In the case of an organisation, the register may contain the following data:
– name of organisation
– contact information and website address
– reference group; that is, the category in which the organisation is classified, from TAF’s point of view
– business ID
– turnover
– number of employees
– field of operation
– list of people in the register who belong to the organisation
In the case of an event, the register may additionally include a list of individuals who have been invited to, registered for or have attended a particular event, and who are in the TAF contact register.
We make every effort to keep all personal information up to date and accurate.
Personal data will be retained for as long as it is necessary to enable registration by the data subject to an event and the implementation of that event. Personal information will be deleted upon request. We will make every effort to delete obsolete and unnecessary data.

 

6. REGULAR DATA SOURCES
Data in the register are obtained from data subjects via online forms, email, telephone, social media services, agreements and at meetings and other situations where people disclose their personal information.

Moreover, the Finnish Academy of Technical Sciences (TTA) and Svenska Tekniska Vetenskapsakademien i Finland (STV) serve as membership data controllers of their respective associations. Based on a separate agreement, TAF serves as data controller for these registers.

 

7. REGULAR DISCLOSURES OF DATA AND TRANSFER OF DATA OUTSIDE THE EU OR THE EEA
Data in the register may be shared within the organisation, as well as among the stakeholder groups of an event. Register data are also transferred to the data protection officer. No data is transmitted outside the EU or EEA.

 

8. PRINCIPLES OF PROTECTION OF THE REGISTER
All store data are protected with secure technology. Physical access to data is blocked by access control, as well as other security measures. Access to data requires sufficient rights, as well as multi-stage identification. All data are processed with care. Access to data is possible only with personal access code created for the staff of TAF. Only the controller and specifically appointed technicians can access data in the register. Only designated persons have the right to process and maintain data in the register. Other critical information regarding the security of personal data is handled confidentially and only by employees under whose job description they belong.
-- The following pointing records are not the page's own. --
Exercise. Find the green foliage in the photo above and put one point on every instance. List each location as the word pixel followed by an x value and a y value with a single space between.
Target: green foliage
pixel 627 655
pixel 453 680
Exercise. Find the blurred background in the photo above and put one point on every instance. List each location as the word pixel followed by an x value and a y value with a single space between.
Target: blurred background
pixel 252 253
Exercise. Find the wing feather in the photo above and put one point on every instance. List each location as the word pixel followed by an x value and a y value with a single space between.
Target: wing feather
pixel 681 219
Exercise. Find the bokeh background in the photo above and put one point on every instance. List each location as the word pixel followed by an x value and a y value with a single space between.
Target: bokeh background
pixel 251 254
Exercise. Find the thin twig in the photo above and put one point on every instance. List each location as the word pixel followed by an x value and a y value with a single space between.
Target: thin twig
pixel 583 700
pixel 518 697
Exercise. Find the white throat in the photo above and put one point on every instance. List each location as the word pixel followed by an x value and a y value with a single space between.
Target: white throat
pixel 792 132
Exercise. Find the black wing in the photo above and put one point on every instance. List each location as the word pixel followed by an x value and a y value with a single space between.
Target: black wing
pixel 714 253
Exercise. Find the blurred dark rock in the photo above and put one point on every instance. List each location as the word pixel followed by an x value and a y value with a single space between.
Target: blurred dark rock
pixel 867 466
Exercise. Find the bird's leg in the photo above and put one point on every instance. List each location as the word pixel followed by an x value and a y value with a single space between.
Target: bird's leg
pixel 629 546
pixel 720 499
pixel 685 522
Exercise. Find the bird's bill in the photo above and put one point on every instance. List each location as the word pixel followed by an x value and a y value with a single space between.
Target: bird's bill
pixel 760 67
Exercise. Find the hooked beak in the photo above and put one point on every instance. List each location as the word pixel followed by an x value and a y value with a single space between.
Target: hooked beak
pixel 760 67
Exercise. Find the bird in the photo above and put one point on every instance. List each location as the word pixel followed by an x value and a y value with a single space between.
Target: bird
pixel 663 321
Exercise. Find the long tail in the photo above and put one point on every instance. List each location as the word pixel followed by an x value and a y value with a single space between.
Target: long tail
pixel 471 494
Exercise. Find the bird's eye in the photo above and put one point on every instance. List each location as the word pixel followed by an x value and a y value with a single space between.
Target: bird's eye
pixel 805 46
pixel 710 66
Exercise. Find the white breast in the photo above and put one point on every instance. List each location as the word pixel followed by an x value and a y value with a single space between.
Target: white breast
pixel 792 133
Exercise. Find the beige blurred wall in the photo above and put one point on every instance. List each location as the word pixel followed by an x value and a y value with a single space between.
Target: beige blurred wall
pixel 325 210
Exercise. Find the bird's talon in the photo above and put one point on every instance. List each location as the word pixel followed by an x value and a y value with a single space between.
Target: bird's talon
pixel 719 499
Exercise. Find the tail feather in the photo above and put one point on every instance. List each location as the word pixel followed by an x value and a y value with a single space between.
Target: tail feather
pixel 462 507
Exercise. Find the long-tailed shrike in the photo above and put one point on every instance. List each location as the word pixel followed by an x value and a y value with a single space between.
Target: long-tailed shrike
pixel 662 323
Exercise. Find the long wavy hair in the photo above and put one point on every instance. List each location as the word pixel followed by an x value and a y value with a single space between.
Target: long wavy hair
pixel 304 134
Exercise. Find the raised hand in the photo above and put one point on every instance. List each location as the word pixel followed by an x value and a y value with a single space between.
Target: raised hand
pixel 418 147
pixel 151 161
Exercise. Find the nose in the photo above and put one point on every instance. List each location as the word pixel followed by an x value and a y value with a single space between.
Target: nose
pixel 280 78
Users are bound by confidentiality. Register data are backed up safely and can be restored as needed. The level of data security is audited regularly either by external or internal auditing.

 

9. AUDIT RIGHT AND RIGHT TO DEMAND CORRECTION OF DATA
Every person in the register has the right to check his/her data stored in the register and to demand that incorrect data be rectified or incomplete data be completed. If a person wishes to check or request a correction of his/her data, the request must be sent in writing to the controller. The controller may request the applicant to prove his/her identity. The controller will respond to the customer within the time limit set by the EU General Data Protection Regulation (usually within one month).

 

10. OTHER RIGHTS PERTAINING TO THE PROCESSING OF PERSONAL DATA
Data subjects have the right to request the deletion of their personal data from the register (‘right to be forgotten’). Data subjects also have other rights set out in the EU General Data Protection Regulation, such as restricting the processing of personal data in certain situations. Requests must be submitted in writing to the Data Controller. The controller may ask the requester to prove his/her identity. The controller will respond to the customer within the time limit set by the EU General Data Protection Regulation (usually within one month).